Sunday, November 1, 2015

J'onn J'onzz: The Secret Superhero from Space

DC Comics’ Martian Manhunter initially operated in secret for four years in the 1950s. A back-up feature for Batman, he was a super-police detective, “John Jones,” rather than a public superhero. His powers were exhaustive: telepathy, telekinesis, intangibility, shape shifting, super strength, super speed, super vision, super hearing, super breath and more.
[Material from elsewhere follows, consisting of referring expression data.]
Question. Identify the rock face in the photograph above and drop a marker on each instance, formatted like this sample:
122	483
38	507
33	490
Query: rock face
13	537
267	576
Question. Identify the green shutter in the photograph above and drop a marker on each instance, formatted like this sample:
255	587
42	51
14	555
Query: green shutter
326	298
But in a story by artist Joe Certa and writer Jack Miller in Detective Comics 273 (Nov. 1959), while in combat with the Martian menace B’rett, the extraterrestrial “J’onn J’onzz” was exposed to the public when he got a dose of a Martian anti-crime formula that prevented Martians from using their other super powers while invisible. I always presumed DC did that simply so he could become a founding member of the JLA as a public figure. After the Great Superhero Extinction of the late 1940s, DC might have had a little trouble putting a team together otherwise — especially since somebody decided that Superman and Batman should be downplayed on the team.